Sorry, I don't know how to prove it. Especially, I don't know how to conclude from (i) that $u$ has a weak derivative in $L^p$, thus I appreciate any hints how to do it.
Without the uniform bound on the gradient it's obviously false, even if you have strong convergence in $L^p(\Omega)$ (at least for $p<\infty$): The space $C_c^\infty(\Omega)$ is dense in $L^p(\Omega)$.

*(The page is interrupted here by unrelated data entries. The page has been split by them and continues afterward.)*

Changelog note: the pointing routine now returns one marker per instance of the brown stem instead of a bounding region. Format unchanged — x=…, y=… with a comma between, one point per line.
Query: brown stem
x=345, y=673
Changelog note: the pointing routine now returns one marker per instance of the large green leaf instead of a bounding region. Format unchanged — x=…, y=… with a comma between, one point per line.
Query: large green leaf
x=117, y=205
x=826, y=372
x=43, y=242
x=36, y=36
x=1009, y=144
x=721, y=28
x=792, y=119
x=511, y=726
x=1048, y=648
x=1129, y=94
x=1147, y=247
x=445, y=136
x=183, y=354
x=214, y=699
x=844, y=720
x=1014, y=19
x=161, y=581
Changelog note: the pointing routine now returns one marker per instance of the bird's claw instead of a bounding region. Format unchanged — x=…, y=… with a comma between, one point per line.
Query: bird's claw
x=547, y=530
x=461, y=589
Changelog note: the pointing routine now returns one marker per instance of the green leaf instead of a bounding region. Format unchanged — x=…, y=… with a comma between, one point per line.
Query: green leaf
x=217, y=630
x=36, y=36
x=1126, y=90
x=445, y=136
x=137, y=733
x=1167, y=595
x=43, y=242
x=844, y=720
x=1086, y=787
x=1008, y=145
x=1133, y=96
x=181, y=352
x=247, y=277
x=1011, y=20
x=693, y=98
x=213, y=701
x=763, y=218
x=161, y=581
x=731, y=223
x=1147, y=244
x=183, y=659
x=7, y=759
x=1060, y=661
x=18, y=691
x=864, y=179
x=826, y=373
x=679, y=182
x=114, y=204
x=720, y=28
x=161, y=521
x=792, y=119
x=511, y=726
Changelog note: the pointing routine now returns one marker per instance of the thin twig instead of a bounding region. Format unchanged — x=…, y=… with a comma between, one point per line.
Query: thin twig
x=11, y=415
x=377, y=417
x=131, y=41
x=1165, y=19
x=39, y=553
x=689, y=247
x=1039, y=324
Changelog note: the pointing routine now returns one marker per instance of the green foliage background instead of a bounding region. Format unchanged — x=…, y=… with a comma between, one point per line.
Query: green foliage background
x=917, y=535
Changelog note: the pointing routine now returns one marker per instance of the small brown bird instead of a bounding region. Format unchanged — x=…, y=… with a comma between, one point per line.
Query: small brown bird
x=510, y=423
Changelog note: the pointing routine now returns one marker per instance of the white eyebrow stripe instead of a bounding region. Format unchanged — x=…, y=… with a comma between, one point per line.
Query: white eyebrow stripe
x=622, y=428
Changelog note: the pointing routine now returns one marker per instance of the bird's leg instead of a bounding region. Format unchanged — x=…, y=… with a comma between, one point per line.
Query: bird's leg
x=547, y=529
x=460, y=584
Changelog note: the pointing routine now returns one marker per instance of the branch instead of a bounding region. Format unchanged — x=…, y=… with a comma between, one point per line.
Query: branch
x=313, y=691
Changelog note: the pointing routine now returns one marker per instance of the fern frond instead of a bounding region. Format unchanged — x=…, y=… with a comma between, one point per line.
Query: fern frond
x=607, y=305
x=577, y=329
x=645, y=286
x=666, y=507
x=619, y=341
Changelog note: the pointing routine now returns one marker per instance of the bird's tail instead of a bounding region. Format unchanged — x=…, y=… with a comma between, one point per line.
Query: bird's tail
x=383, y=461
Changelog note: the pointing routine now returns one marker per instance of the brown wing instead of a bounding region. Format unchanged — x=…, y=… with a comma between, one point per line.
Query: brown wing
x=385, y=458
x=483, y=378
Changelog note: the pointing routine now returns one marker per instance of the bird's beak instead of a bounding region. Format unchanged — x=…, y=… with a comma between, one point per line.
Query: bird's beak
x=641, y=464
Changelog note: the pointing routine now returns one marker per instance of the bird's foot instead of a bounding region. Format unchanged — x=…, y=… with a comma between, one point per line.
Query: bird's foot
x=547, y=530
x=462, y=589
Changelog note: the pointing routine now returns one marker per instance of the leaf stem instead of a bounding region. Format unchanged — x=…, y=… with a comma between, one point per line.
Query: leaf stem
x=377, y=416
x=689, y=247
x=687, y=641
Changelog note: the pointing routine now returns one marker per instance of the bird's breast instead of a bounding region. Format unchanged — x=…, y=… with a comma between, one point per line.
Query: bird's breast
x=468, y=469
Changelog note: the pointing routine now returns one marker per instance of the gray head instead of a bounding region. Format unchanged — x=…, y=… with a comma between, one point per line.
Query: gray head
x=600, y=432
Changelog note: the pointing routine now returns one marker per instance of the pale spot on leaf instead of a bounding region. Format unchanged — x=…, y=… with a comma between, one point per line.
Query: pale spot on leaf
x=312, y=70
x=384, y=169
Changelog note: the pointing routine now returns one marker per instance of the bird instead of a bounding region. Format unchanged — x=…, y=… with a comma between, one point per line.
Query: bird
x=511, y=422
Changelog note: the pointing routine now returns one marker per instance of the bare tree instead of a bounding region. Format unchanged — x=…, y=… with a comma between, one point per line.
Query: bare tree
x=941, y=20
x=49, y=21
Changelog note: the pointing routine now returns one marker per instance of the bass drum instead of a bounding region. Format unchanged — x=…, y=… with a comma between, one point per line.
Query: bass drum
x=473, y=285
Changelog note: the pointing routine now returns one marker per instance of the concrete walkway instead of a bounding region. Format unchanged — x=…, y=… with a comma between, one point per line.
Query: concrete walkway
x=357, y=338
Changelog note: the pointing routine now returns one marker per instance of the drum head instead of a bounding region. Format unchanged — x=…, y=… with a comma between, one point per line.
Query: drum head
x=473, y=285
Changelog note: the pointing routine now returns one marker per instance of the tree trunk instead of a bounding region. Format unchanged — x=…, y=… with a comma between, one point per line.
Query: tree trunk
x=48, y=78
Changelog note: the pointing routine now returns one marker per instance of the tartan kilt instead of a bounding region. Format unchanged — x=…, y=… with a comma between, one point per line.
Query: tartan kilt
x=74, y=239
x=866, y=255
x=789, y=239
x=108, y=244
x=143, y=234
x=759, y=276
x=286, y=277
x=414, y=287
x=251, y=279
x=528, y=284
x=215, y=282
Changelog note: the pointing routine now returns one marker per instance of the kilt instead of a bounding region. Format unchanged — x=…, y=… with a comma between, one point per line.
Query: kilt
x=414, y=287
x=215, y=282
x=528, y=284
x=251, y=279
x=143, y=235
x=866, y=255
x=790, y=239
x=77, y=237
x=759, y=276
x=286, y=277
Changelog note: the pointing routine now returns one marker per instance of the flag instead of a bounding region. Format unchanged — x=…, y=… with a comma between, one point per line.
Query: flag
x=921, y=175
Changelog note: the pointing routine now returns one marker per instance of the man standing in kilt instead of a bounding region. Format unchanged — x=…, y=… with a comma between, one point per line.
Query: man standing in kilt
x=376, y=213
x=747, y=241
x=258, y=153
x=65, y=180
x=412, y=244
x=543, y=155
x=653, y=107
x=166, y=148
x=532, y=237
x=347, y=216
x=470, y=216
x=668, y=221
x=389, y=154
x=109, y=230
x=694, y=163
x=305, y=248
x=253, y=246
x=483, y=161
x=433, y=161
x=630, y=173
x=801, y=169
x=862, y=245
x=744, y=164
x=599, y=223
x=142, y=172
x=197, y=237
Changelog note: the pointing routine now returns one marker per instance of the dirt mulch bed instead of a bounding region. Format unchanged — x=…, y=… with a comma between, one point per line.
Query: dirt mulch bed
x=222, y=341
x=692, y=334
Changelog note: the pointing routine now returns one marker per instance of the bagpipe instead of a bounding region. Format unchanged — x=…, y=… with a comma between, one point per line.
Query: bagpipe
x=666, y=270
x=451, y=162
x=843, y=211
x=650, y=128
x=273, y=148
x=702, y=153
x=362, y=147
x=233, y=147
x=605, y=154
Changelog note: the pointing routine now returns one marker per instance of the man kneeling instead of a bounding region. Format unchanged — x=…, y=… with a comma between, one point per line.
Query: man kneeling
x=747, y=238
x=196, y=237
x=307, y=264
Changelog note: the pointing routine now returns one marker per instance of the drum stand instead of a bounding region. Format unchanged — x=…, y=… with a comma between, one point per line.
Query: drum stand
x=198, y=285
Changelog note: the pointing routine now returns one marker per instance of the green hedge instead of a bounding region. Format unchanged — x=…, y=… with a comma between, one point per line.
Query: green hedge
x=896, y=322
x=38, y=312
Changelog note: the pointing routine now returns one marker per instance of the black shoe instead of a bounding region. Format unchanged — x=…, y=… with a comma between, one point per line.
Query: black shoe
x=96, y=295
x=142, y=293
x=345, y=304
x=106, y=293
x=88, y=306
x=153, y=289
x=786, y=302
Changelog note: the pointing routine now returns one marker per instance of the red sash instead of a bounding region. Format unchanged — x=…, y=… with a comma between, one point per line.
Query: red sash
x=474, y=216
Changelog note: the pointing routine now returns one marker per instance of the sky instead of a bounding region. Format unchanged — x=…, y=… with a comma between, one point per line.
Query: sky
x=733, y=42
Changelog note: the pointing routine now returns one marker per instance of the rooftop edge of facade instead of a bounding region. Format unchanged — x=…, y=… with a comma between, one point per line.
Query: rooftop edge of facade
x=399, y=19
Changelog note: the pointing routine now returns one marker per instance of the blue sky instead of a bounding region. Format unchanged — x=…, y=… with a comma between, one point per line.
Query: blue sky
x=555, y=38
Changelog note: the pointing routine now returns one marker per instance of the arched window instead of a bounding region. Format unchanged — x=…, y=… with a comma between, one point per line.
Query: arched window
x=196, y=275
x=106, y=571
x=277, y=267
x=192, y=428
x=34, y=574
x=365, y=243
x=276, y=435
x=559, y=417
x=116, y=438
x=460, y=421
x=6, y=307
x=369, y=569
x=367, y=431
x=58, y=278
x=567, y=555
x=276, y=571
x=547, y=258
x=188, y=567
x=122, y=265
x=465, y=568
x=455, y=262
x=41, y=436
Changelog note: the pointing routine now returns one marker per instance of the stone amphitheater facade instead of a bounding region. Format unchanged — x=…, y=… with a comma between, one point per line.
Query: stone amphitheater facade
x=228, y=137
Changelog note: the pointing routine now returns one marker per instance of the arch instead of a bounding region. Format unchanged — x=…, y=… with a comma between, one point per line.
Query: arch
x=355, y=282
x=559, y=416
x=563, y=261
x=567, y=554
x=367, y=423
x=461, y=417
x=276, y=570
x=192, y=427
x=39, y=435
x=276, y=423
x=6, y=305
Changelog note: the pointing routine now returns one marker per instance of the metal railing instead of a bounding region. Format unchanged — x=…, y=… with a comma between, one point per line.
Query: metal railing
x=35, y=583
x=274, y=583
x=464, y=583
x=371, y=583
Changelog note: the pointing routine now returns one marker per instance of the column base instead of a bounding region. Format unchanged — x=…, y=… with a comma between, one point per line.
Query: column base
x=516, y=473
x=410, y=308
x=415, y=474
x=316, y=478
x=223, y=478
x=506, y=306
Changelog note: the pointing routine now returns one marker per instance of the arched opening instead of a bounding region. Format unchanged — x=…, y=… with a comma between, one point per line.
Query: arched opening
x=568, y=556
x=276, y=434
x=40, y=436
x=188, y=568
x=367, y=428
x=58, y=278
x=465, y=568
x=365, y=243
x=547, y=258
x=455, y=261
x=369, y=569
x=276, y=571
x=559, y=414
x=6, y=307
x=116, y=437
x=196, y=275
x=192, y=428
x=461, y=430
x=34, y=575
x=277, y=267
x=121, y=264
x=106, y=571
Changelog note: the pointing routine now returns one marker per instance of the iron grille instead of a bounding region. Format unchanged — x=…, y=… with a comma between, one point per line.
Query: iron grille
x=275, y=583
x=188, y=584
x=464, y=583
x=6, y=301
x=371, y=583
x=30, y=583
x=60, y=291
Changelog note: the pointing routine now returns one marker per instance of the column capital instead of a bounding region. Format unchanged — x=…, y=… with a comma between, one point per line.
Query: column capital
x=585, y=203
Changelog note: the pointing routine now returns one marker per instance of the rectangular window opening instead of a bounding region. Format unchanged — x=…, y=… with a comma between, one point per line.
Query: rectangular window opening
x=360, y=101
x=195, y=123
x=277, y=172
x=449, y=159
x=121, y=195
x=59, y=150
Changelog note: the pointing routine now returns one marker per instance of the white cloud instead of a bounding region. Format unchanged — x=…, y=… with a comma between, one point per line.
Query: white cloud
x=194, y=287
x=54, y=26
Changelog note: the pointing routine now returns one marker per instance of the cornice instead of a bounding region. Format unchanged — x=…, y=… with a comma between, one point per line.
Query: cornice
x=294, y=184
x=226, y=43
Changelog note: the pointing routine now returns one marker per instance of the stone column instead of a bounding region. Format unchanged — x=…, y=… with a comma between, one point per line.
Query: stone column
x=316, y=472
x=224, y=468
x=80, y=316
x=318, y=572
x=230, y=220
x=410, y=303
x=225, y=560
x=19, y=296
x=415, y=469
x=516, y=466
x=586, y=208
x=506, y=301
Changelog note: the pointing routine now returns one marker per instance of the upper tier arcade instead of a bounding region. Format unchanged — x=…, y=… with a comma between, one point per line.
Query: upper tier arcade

With the gradient bound we can appeal to the reflexivity of $W^{1,p}(\Omega)$ (the case $p=\infty$ appeals to Banach-Alaoglu instead) to get the existence of $v\in W^{1,p}(\Omega)$ such that for some subsequence (which we call the same) we have $u_k\to v$ weakly in $W^{1,p}(\Omega)$. Now to show that $u=v$ notice that the inclusion $W^{1,p}(\Omega)\hookrightarrow L^p(\Omega)$ is a continuous linear operator, and as such preserves weak convergence. Therefore $u=v$ in $L^p(\Omega)$.